Ch. 46
Alors que Jules descend pour son petit-déjeuner, il se laisse surprendre par un amoncellement de bagages dans le hall.
Dans la salle à manger Printemps, il retrouve Pauline et Angèle, en train de mordre dans des tartines.
– Ce sont nos valises, explique Pauline après avoir englouti sa bouchée de pain. On doit partir à cause de toi. Après le petit dej’, il faut que tu montes voir ton père dans son bureau.
Dès l’entrée dans le bureau, Jules note que les traits du visage paternel, installé derrière sa table, sont durcis par la contrariété. Didier Montvernier lève à peine les yeux, donnant l’apparence de poursuivre un travail de comptabilité.
– Quand je t’ai montré les photos, c’est toi qui as choisi Pauline. J’ai dû, à la suite de ça, m’arranger avec mes associés.
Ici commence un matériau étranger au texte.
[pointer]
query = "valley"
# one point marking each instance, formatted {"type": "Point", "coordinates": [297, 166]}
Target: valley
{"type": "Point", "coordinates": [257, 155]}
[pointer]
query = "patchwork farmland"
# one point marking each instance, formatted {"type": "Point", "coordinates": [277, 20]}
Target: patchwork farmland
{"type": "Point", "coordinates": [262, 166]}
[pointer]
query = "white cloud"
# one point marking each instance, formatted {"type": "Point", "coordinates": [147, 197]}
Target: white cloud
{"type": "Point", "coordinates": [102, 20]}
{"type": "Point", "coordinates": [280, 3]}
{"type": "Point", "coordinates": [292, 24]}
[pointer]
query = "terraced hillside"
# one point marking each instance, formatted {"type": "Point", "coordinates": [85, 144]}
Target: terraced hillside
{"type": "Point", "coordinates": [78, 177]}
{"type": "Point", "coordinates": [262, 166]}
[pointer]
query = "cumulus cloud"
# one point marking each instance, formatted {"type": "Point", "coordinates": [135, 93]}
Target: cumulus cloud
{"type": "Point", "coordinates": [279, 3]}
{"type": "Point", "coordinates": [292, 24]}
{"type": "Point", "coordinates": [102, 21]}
Maintenant que Maximilien et Aurélien sont mariés, tu n’as plus le choix. Tu dois épouser Pauline.
– Vous ne pouvez pas me forcer.
– Si ! Je peux. Dans deux heures, Pauline et Angèle quittent le domaine de Courcy. Tu resteras seul, enfermé. On va voir comment tu vas être capable de supporter la situation. Si tu veux sortir de ton isolement, je te laisse une seule issue : tu acceptes le mariage. (Il se lève.) Je sais, c’est la manière forte. Mais tu ne m’as pas laissé le choix.
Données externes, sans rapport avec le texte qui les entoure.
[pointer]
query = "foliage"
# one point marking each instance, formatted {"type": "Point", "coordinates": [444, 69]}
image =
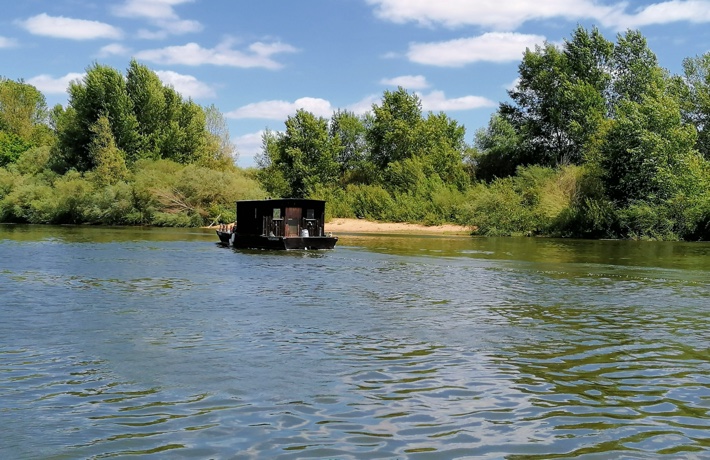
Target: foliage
{"type": "Point", "coordinates": [147, 121]}
{"type": "Point", "coordinates": [302, 158]}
– C’est ça, on va voir de quoi je suis cap… réplique Jules en serrant les dents.
Dans un rapide demi-tour, il quitte la pièce.
Suite au départ de Pauline et d’Angèle, Jules retrouve, avec Élisabeth Delco, l’exclusivité du cours – du latin, depuis les deux dernières années – mais surtout, à nouveau, la possibilité d’échanger des confidences, ce qui était devenu rigoureusement impossible en présence des deux filles.
Il s’empresse de lui communiquer l'état de la situation. La préceptrice lâche un « Ouh là là !… » Elle réalise que la relation père fils, dès lors à couteaux tirés, a atteint un point de non-retour.
Baissant la voix, elle lui signale, à son tour, qu’elle cherche, depuis bien longtemps, à le renseigner au sujet d’une affaire, pour laquelle il pourrait être d’une grande utilité.
– En quoi je peux être utile ?
– Bon, d’abord, ouvre ton livre de latin, que je te fasse travailler une version. (Elle baisse à nouveau la voix.) Je t’explique. Je suis entrée en contact avec un journaliste qui se bat pour préserver l’indépendance des médias, de plus en plus menacée, actuellement. Ton père et ses associés ne sont pas étrangers à cette situation. Désormais, des journalistes sont emprisonnés pour leurs idées. Dans nos prisons ! Il y a encore quelques années, de telles mesures nous auraient semblé inconcevables. Ce journaliste a fait la connaissance d’un hacker, qui peut réussir à pénétrer des systèmes informatiques depuis l’extérieur. Mais il a quand même besoin d’un coup de pouce. Ça serait que l’on pose un mouchard près d’un ordinateur de ton père, pendant un moment d’utilisation.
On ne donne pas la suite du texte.